For all the anachronisms listed on this thread, such as the 48 star flag (in 1876?), Ford got the time and place perfect in what counts. Note the fascinating relationship of Brittles and Sgt. Tyree (Ben Johnson). 1876 was a crossroad year for the U.S. regarding the results of the Civil War. In the negative, a questionable Presidential election result was solidified when three southern states agreed to support the Republican (Rutherford Hayes) over the Democrat (Samuel Tilden) in return for the Federal troops being pulled out of the south and the official end of Reconstruction policies benefiting southern African-Americans. One can't deny that is still a stain in American history (despite Hayes excellent handling of the Presidency afterwords). But the former foes were finding less and less reason to dislike each other, and more and more to admire the grit both sides had shown. During the Civil War, Tyree was a Confederate Captain - he was Brittles' equal in rank. Once the war ended, after a few years, he joins the American Army and rises to the rank of Sergeant. Technically he is not as high a Sergeant as Quincannon, who is Brittles' aide. But Brittles constantly treats Tyree as a full equal, consulting him again and again on how to move next when going out of the fort to confront the Indian threat. The highpoint of this respect is when one of Tyree's "soldiers", "Trooper Smith" turns out to be a former Confederate cavalry leader named Rome Clay, and dies of wounds in an action against the Indians. Brittles and his men watch silently while Tyree and his fellow southern soldiers bury Clay properly with his flag, the Confederate one.

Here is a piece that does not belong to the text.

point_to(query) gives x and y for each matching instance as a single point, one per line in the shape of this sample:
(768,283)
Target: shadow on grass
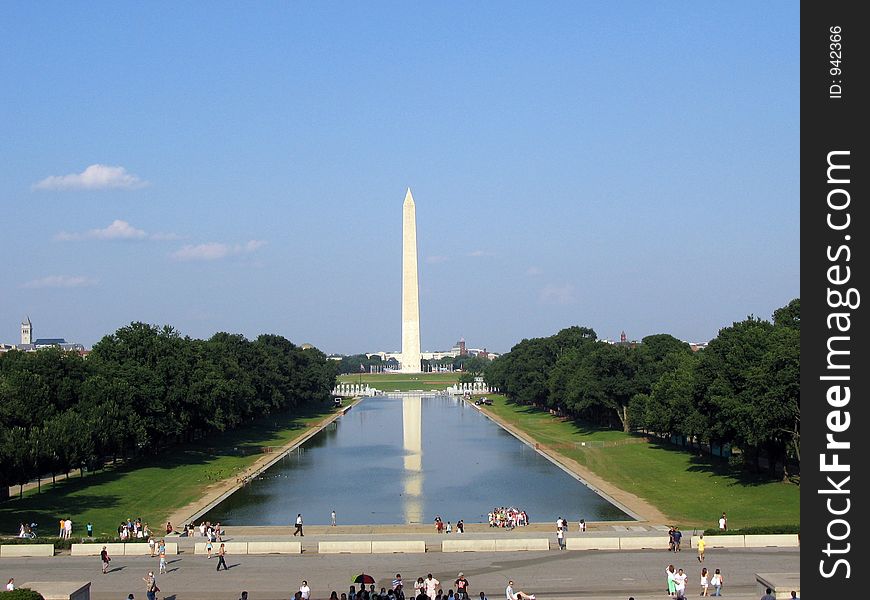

In terms of relations between the whites of the North and South, SHE WORE A YELLOW RIBBON is miles away from the confrontations of, say THE PRISONER OF SHARK ISLAND. There John Carridine's northern officer has nothing but fanatical contempt for Dr. Mudd, whom he considers evil for helping John Wilkes Booth. Until the end of that film, Carridine takes a sadistic interest in making Warner Baxter regret his every move. The events of THE PRISONER was from 1865 - 1869 (when Mudd finally returned to Maryland). This is seven years afterwords.

There are other little historical pointers. The rivalry of immigrant groups is shown when Quincannon is facing rival Sergeant Hochbauer, who openly dislikes the former as an overbearing Irishman (Hochbauer being a German). There is the civilian clothes that are meant for Brittles (complete with "Muller cut-down hat") that Quincannon ends sampling (which leads to his hysterically funny fight with Hochbauer and the other soldiers meant to take him to the guardhouse). Quincannon insists he is not out of uniform (technically he is) but is simply dressed as a retired gentleman should be. Yes, in 1876, that would be the dress of a retired gentleman.

I like this film. The characterizations of the all the actors are strong, and Ford had great set pieces in it. Perhaps not as great a film as THE SEARCHERS (which is more meaty and dark), but a top notch Western all the same.